Posted by: tomciocco | September 25, 2014


For a host of reasons, the whats, whys and wherefores of Hungarian viticulture, eastern Europe’s most viticulturally oriented wine nation, are mostly unknown – the great white dessert wine Tokaji or maybe the fiery red called Egri Bikaver (Bull’s Blood) rank, but that’s where it all stops for most. And then there’s something called Somloi Juhfark. Yeah.

So just what the hell is Somloi Juhfark? Well, the first word is the Hungarian form of (“from the”) Somlo’ region which is situated in the northwestern section of Hungary, and Juhfark is the somewhat silly-sounding (at least to the Anglophone ear) for the region’s signature grape. The Somlo’ region is dominated by a large loaf-shaped mountain that rises from mostly flat land, and as it turns out, this feature is the remnants of an extinct volcano. Juhfark means “sheep’s tail” in Hungarian and the variety is so dubbed due to the fact that its berry bunches often resemble the shape of the rear appendage of said wooly creature.

To say that Jufark is not a run of the mill white grape variety is a dramatic understatement. In terms of it tendencies in the vineyard, it’s not the world’s fussiest vine variety, but it’s not exactly a weed either. Its yields are high, but it buds very early making it susceptible to late spring frosts and it can incur serious damage or even vine death from winter temepratures that drop too low. It is also quite prone to dampness-elicited ailments like botrytis and downy mildew. Thankfully, in addition to volcanic soils being a paradise for vines in terms of providing minerals and micro-nutrients, its loose, so-called “cold” characteristics make it exceptionally well-draining.

The real issues with Juhfark however rest mostly in its basic nature. This is a very high acid variety that if not handled right, can be pinched and tough. But even assuming proper siting and a good vintage, this is a variety that absolutely REQUIRES at least a few years of aging for it to really blossom, and if that aging is done in wood, all the better (this particular wine is aged for three years in large, re-used Hungarian oak barrels).
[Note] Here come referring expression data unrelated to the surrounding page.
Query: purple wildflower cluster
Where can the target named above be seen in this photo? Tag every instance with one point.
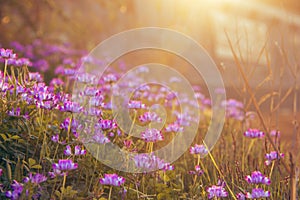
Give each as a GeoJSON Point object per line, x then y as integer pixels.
{"type": "Point", "coordinates": [38, 51]}
{"type": "Point", "coordinates": [197, 171]}
{"type": "Point", "coordinates": [217, 191]}
{"type": "Point", "coordinates": [254, 133]}
{"type": "Point", "coordinates": [62, 167]}
{"type": "Point", "coordinates": [150, 162]}
{"type": "Point", "coordinates": [198, 149]}
{"type": "Point", "coordinates": [19, 189]}
{"type": "Point", "coordinates": [15, 193]}
{"type": "Point", "coordinates": [112, 179]}
{"type": "Point", "coordinates": [77, 151]}
{"type": "Point", "coordinates": [256, 177]}
{"type": "Point", "coordinates": [152, 135]}
{"type": "Point", "coordinates": [273, 155]}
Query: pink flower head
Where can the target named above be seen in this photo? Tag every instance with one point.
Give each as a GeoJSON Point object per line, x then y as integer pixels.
{"type": "Point", "coordinates": [100, 138]}
{"type": "Point", "coordinates": [64, 165]}
{"type": "Point", "coordinates": [216, 191]}
{"type": "Point", "coordinates": [254, 133]}
{"type": "Point", "coordinates": [152, 135]}
{"type": "Point", "coordinates": [174, 127]}
{"type": "Point", "coordinates": [198, 149]}
{"type": "Point", "coordinates": [273, 155]}
{"type": "Point", "coordinates": [149, 117]}
{"type": "Point", "coordinates": [112, 179]}
{"type": "Point", "coordinates": [7, 53]}
{"type": "Point", "coordinates": [106, 124]}
{"type": "Point", "coordinates": [257, 177]}
{"type": "Point", "coordinates": [258, 193]}
{"type": "Point", "coordinates": [136, 105]}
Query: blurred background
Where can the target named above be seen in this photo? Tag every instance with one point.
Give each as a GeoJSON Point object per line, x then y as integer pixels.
{"type": "Point", "coordinates": [265, 35]}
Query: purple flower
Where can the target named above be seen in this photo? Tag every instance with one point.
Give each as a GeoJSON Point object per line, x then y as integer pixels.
{"type": "Point", "coordinates": [152, 135]}
{"type": "Point", "coordinates": [275, 133]}
{"type": "Point", "coordinates": [254, 133]}
{"type": "Point", "coordinates": [273, 155]}
{"type": "Point", "coordinates": [112, 179]}
{"type": "Point", "coordinates": [100, 138]}
{"type": "Point", "coordinates": [64, 165]}
{"type": "Point", "coordinates": [136, 105]}
{"type": "Point", "coordinates": [17, 189]}
{"type": "Point", "coordinates": [35, 76]}
{"type": "Point", "coordinates": [55, 138]}
{"type": "Point", "coordinates": [97, 100]}
{"type": "Point", "coordinates": [68, 151]}
{"type": "Point", "coordinates": [91, 91]}
{"type": "Point", "coordinates": [127, 143]}
{"type": "Point", "coordinates": [198, 149]}
{"type": "Point", "coordinates": [69, 72]}
{"type": "Point", "coordinates": [14, 112]}
{"type": "Point", "coordinates": [257, 177]}
{"type": "Point", "coordinates": [7, 54]}
{"type": "Point", "coordinates": [86, 78]}
{"type": "Point", "coordinates": [241, 196]}
{"type": "Point", "coordinates": [70, 106]}
{"type": "Point", "coordinates": [93, 112]}
{"type": "Point", "coordinates": [56, 82]}
{"type": "Point", "coordinates": [174, 127]}
{"type": "Point", "coordinates": [197, 171]}
{"type": "Point", "coordinates": [22, 62]}
{"type": "Point", "coordinates": [36, 179]}
{"type": "Point", "coordinates": [106, 124]}
{"type": "Point", "coordinates": [79, 151]}
{"type": "Point", "coordinates": [216, 191]}
{"type": "Point", "coordinates": [149, 117]}
{"type": "Point", "coordinates": [151, 162]}
{"type": "Point", "coordinates": [258, 193]}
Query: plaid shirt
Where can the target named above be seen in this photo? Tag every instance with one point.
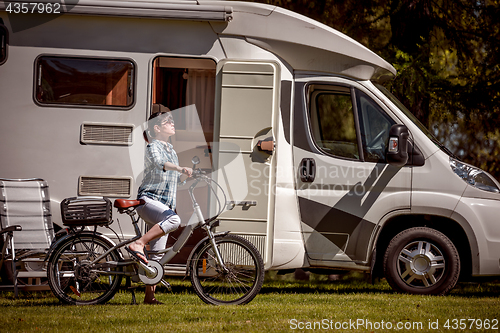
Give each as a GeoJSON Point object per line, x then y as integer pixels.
{"type": "Point", "coordinates": [158, 184]}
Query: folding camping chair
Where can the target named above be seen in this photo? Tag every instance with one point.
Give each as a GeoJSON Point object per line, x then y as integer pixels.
{"type": "Point", "coordinates": [26, 231]}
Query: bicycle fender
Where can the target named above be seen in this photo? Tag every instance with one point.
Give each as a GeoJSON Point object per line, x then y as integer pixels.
{"type": "Point", "coordinates": [55, 245]}
{"type": "Point", "coordinates": [200, 244]}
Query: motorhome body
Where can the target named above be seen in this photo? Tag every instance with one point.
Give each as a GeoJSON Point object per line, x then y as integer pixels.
{"type": "Point", "coordinates": [77, 87]}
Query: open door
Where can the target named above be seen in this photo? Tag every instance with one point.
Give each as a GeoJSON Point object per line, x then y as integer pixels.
{"type": "Point", "coordinates": [245, 162]}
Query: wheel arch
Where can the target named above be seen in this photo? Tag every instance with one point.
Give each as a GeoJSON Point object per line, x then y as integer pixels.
{"type": "Point", "coordinates": [461, 236]}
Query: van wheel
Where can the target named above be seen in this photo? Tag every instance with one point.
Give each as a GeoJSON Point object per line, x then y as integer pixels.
{"type": "Point", "coordinates": [421, 261]}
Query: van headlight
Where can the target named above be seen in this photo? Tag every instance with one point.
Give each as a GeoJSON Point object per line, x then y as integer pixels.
{"type": "Point", "coordinates": [474, 176]}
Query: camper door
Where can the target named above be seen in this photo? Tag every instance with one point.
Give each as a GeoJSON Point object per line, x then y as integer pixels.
{"type": "Point", "coordinates": [344, 184]}
{"type": "Point", "coordinates": [245, 160]}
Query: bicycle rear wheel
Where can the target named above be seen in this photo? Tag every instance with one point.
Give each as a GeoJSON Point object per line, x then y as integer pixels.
{"type": "Point", "coordinates": [242, 280]}
{"type": "Point", "coordinates": [72, 277]}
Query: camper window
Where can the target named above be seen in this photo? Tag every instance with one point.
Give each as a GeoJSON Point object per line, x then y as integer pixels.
{"type": "Point", "coordinates": [3, 43]}
{"type": "Point", "coordinates": [84, 81]}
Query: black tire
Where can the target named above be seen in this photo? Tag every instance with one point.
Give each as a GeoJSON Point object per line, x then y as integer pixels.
{"type": "Point", "coordinates": [240, 284]}
{"type": "Point", "coordinates": [73, 280]}
{"type": "Point", "coordinates": [422, 261]}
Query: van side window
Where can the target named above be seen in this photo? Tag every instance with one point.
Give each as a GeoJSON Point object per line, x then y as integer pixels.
{"type": "Point", "coordinates": [4, 42]}
{"type": "Point", "coordinates": [374, 125]}
{"type": "Point", "coordinates": [332, 121]}
{"type": "Point", "coordinates": [84, 81]}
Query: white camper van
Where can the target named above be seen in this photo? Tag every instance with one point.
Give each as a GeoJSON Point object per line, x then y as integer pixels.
{"type": "Point", "coordinates": [323, 168]}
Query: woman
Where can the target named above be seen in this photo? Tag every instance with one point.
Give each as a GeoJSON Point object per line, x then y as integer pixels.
{"type": "Point", "coordinates": [158, 190]}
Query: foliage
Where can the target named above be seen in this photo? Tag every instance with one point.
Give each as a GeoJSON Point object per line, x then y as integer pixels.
{"type": "Point", "coordinates": [447, 54]}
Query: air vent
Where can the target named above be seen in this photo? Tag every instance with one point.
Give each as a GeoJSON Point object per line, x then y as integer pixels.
{"type": "Point", "coordinates": [106, 134]}
{"type": "Point", "coordinates": [120, 187]}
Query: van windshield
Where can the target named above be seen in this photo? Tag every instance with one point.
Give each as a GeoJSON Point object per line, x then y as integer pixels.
{"type": "Point", "coordinates": [414, 119]}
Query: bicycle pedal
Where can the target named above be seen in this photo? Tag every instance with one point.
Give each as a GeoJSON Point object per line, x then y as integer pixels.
{"type": "Point", "coordinates": [167, 285]}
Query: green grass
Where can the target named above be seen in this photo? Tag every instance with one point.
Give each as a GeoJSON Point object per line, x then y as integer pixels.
{"type": "Point", "coordinates": [282, 305]}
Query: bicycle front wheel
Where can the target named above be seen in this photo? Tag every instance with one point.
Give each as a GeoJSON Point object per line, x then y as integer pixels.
{"type": "Point", "coordinates": [75, 279]}
{"type": "Point", "coordinates": [238, 282]}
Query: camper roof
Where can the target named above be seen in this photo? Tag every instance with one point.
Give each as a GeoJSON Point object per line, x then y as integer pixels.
{"type": "Point", "coordinates": [305, 44]}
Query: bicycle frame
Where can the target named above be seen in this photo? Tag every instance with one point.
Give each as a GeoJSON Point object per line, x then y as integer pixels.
{"type": "Point", "coordinates": [196, 220]}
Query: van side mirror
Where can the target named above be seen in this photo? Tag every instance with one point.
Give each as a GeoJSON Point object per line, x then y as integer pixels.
{"type": "Point", "coordinates": [397, 151]}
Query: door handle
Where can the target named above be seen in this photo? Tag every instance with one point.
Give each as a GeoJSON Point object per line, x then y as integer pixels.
{"type": "Point", "coordinates": [307, 170]}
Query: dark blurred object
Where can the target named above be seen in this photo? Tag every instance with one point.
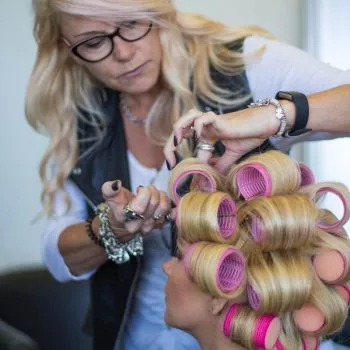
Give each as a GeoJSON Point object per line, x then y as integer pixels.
{"type": "Point", "coordinates": [40, 313]}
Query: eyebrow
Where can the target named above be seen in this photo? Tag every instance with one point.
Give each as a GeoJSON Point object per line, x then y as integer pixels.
{"type": "Point", "coordinates": [94, 32]}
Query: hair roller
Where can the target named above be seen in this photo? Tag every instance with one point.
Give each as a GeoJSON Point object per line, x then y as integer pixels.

But Juhfark’s oddness doesn’t stop there. To really get the most from a Juhfark wine it needs lengthy aeration after the cork is pulled and a full and proper decanting is often the only way to achieve this.

In terms of character, Juhfark is weird. Period. As already mentioned, it is very high in acid, but also typically very high in alcohol as well (this one reaches 14.5%!) and it powerfully channels the smoky flavors from Somlo’ volcanic soils as well as possessing a powerful, sapid “twang” that no other grape anywhere can replicate, and there are more than a few drinkers that would say “thankfully”. This is not a to give to your Aunt Tilly if you get me…Juhfark is absolutely not Pinot Grigio or Chardonnay, and Juhfarking better believe it.

This is the sort of wine that should be served with a non-Hungarian menu under the penalty of incarceration or death, so to avoid these pains, I matched this truly unique wine with a cream of savoy cabbage soup followed by pork cutlets cooked with green beans, yellow banana pepper, white wine, sour cream, tomato, paprika et al. with potato dumplings on the side.





Fekete Pince Somlovasarhely Juhfark 2011

Seductive yellow/golden color. Super concentrated aromas of lemon oil, yellow pomegranate nectar, white currant jam, yellow flowers, sweet herbs, ginger, honey, toasted hazelnut and a touch of coal smoke. The palate is viscously full-bodied and very intense with a cutting and fiery but elegant acidity that beautifully balances big, powerful and luscious flavors of apricot, peach nectar, orange cream with a strong salty undertow. Very long and concentrated finish. The unquestionable paradigm for this region and variety.